Il nome di Acquacanina – forse con riferimento a una sorgente paludosa – è citato in un documento dell’anno 977. E fu nel 1400 che il suo minuscolo popolo si riunì in assemblea per affrancarsi in libero comune dalle strutture feudali. Il nome di Bolognola non significherebbe “piccola Bologna”, per indicare il luogo dove nel 1300 avrebbero trovato rifugio le famiglie Pepoli, Malvezzi e Bentivoglio perseguitate dai guelfi emiliani, ma risale ad almeno un secolo prima e deriva dal latino “bononia” (terra di cose buone). Poi, nel quindicesimo secolo, libero comune divenne anche Bolognola, sia pure sotto l’influenza dei Da Varano. Ussita, il cui  nome deriva dal latino “exitus” (porta, valico, uscita), era la più importante delle cinque “guaite” vissane che nel Duecento si svincolarono dai feudatari. Poggio San Vicino, avamposto della colonia romana “Tufficanum”, stette a lungo sotto il dominio di Apiro, ma la sua gente si ribellò e sul finire del 1300 riuscì a conquistare una sua autonomia sotto l’influenza degli Smeducci, signori di San Severino. E Montecavallo, Fiordimonte, Castelsantangelo, Sefro? Storie analoghe, di lotte, rivolte, eroismi, riscatti, conquiste. E importanti testimonianze – castelli, torri, chiese, affreschi, sculture – che incantano per imponenza e bellezza.
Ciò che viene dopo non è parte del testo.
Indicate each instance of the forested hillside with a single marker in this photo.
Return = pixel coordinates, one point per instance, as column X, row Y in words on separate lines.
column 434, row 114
E il sentimento alto di un’appartenenza che significa dignità, fierezza, genuina volontà popolare.

  Abbiamo celebrato il centocinquantesimo dell’Unità d’Italia: tricolori ovunque, dalla Sicilia alle Alpi, una grande manifestazione di orgoglio patriottico. Ma questa fu – ed è – l’Italia dei Comuni. L’Italia che a partire da mille anni fa seppe compiere un passo decisivo – nella modernità? – per il superamento della cappa feudale. E tributare un omaggio così profondo e sentito all’Italia Unita significa anche tributarlo all’Italia dei Comuni. Ridurre i costi? Porre un freno alla spesa pubblica? D’accordo. Anche nelle strutture municipali? D’accordo, accorpando servizi, unificando uffici, realizzando risparmi di gestione, riducendo, dove si può, il già modestissimo personale. Ma guardiamoci dalla demagogia delle concessioni agli istinti peggiori dell’antipolitica. Qui la politica non c’entra affatto. Se andiamo a vedere, nell’aula consiliare della Provincia, gli stemmi antichi dei nostri 57 comuni, sono certo che qualcosa di più importante dell’economia si accenderà nell’animo nostro. Insomma, io mi auguro che i sindaci eletti dalla gente dei diciassette piccoli comuni maceratesi continuino ad esserci e a indossare la fascia tricolore tenendo alto il loro gonfalone.